RCA shows off an energy-harvesting battery that converts Wi-Fi signals to DC power, which is suitable for charging up cell phones.
Here's an energy source most of us haven't considered tapping: Wi-Fi wireless signals.
At CES 2010, RCA was showing a prototype of a handheld energy-harvesting battery designed to convert energy transmitted in a Wi-Fi signal into DC power, according to a report in OhGizmo.
The device, called the Airnergy, uses an antenna and circuitry to harvest the energy and an internal battery to store the electrical charge. A company representative told OhGizmo that they were able to charge a BlackBerry from 30 percent to full charge in about 90 minutes using the ambient Wi-Fi signal at CES, although the charge time varies depending on how close the battery is to the original signal.
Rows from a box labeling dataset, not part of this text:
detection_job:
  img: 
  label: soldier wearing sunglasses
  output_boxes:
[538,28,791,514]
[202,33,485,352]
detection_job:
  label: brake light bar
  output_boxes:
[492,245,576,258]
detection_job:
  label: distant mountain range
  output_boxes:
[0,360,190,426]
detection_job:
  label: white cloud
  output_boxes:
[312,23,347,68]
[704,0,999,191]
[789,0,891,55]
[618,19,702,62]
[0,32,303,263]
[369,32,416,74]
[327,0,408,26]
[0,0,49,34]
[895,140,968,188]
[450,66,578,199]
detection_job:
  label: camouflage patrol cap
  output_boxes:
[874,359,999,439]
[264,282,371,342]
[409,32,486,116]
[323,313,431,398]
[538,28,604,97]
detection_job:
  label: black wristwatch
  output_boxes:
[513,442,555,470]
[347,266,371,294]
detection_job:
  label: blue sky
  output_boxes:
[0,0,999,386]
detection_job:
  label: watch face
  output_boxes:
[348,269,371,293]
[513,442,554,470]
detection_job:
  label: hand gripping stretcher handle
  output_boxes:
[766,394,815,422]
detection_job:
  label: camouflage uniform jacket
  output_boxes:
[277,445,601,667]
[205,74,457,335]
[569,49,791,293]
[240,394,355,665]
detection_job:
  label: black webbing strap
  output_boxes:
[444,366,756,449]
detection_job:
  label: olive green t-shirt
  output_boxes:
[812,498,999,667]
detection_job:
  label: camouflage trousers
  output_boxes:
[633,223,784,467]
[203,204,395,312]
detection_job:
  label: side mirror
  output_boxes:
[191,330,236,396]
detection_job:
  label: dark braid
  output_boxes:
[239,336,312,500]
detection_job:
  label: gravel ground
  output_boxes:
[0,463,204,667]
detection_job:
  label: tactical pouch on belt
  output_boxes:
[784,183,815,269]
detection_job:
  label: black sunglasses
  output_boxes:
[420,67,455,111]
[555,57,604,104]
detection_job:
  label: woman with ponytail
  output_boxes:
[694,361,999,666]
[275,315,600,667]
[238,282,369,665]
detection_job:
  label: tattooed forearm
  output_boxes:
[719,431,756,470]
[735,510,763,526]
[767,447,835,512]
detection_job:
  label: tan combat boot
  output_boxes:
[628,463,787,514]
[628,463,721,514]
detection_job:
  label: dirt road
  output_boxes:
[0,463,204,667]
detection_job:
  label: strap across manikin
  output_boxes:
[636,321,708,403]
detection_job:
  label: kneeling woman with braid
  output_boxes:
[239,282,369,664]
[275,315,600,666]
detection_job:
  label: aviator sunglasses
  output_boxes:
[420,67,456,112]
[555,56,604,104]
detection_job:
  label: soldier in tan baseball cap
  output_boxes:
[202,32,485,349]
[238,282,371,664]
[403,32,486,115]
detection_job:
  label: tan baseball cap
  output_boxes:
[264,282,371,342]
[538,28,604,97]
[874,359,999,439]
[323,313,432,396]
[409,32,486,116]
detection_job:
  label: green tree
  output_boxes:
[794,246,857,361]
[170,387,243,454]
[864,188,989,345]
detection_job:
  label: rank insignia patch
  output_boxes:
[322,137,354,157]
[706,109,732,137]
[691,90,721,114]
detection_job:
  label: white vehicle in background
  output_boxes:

The goal is to have a product that's smaller than a smartphone and has a mini USB port in the market this summer in the range of $40 to $50. Next year, RCA would like to integrate the energy harvesting into a battery that could act as a replacement for cell phone batteries for the same cost as a replacement, a company executive said in the interview. There is no additional information on the Airnergy on RCA's Web site.
There are a number of energy-harvesting technologies, but none have been able to successfully free people from the power cords of their cell phones and music players. The challenge is often getting a sufficient amount of energy. One company, called M2E Power, set out to build motion-powered chargers for small devices but never fully succeeded and its assets were sold to a new investor.